A análise abrangente, publicada na revista BMC Pregnancy and Childbirth, examinou dados de nascimentos ocorridos no Brasil entre os anos de 2000 e 2018. Os pesquisadores utilizaram registros oficiais do Ministério da Saúde, cruzando as informações com o Índice Brasileiro de Privação, que classifica os municípios com base em critérios como renda, escolaridade e condições de moradia.
Um dos achados mais alarmantes do estudo é a constatação de que, ao longo desses 18 anos, a taxa de natimortalidade permaneceu relativamente estável nas cidades com maiores índices de vulnerabilidade, contrastando com a queda observada em municípios com melhores condições de vida. Esse dado sugere que os avanços gerais nas políticas de saúde e em outras áreas, como educação e saneamento básico, não beneficiaram igualmente todas as regiões do país.
Em 2018, o Brasil registrou 28,6 mil casos de fetos que morreram após a 20ª semana de gestação, ou de bebês que faleceram durante o parto. Isso representa uma taxa de 9,6 natimortos a cada mil nascimentos. No entanto, a análise detalhada revela que essa taxa varia significativamente: enquanto nos municípios mais ricos a taxa é de 7,5, nas cidades com maior privação socioeconômica, ela sobe para 11,8.

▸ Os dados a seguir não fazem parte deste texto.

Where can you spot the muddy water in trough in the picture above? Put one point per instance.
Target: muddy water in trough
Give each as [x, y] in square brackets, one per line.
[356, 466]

Os pesquisadores levantam a hipótese de que a maior concentração de populações rurais vivendo em áreas remotas, com dificuldades de acesso aos serviços de saúde, pode ser um dos fatores contribuintes para essa disparidade. A falta de serviços de saúde adequados, a dificuldade de acesso e a baixa qualidade da atenção pré-natal e durante o parto também são apontados como problemas característicos da desigualdade social, que podem comprometer os resultados da gravidez em áreas mais vulneráveis.
A pesquisa enfatiza a importância de investigar a natimortalidade entre municípios segundo o nível de privação, como forma de identificar áreas que demandam melhorias urgentes no acesso e na qualidade da atenção perinatal. Os resultados do estudo reforçam a necessidade de políticas públicas específicas e direcionadas para reduzir as desigualdades e garantir uma gravidez segura e saudável para todas as mulheres, independentemente de sua localização geográfica ou condição socioeconômica.